The fall-out from the Rosenthal murder was huge, making national headlines. All of Big Jack's henchmen were rounded up and charged with murder. Zelig, furious at Rose going behind his back, informed Becker's defense that he would testify for them.

===Death===
The day before he could do so, on October 5, 1912, Zelig was shot behind the ear and killed by "Boston Red" Phil Davidson (of 111 E. 7th Street) while riding on a 2nd Avenue trolley car while passing East 13th Street. Zelig was hanging out at Segal's Cafe (76 Second Avenue, now a church), when he received an anonymous phone call requesting his presence on 14th street. Zelig jumped on the uptown trolley; when he stood up at the intersection of 13th street, Davidson approached him and fatally shot Zelig in the back of the head with a police revolver. Zelig was 24 years old. Davidson ran East on 14th Street where he ran into a police officer on beat patrol who made him drop his weapon.

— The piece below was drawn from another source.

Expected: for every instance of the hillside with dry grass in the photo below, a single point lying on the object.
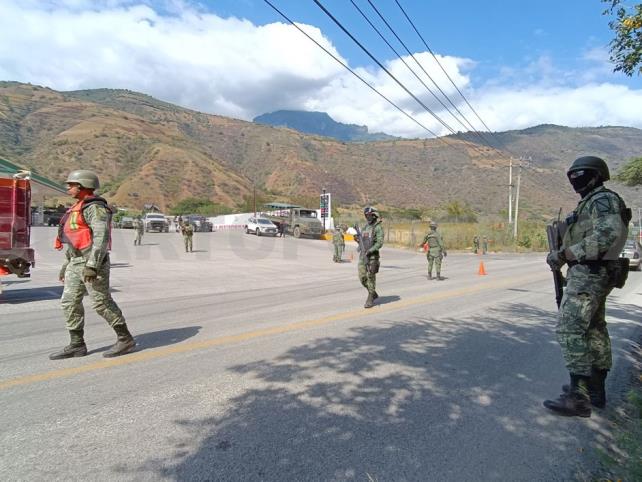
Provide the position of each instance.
(149, 151)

Davidson claimed he had shot Zelig over a $400 grudge, but it was popularly believed he had been killed to keep him from testifying against Charles Becker in the Rosenthal murder case involving the Lenox Avenue Gang.

According to his family which included his parents, sister Annie Alberts of Patterson New Jersey, and wife Henrietta, Zelig's real name was Zelig H. Alberts. His wife also stated that he worked as a diamond cutter.

==Legacy==
Crowds of people attended Zelig's funeral. At the time only the funeral of a popular Rabbi had a higher attendance.

Shortly after Zelig's death New York detective Abe Shoenfeld wrote "Jack Zelig is as dead as a door nail. Men before him – like Kid Twist, Monk Eastman, and others – were as pygmies to a giant. With the passing of Zelig, one of the most 'nerviest', strongest, and best men of his kind left us."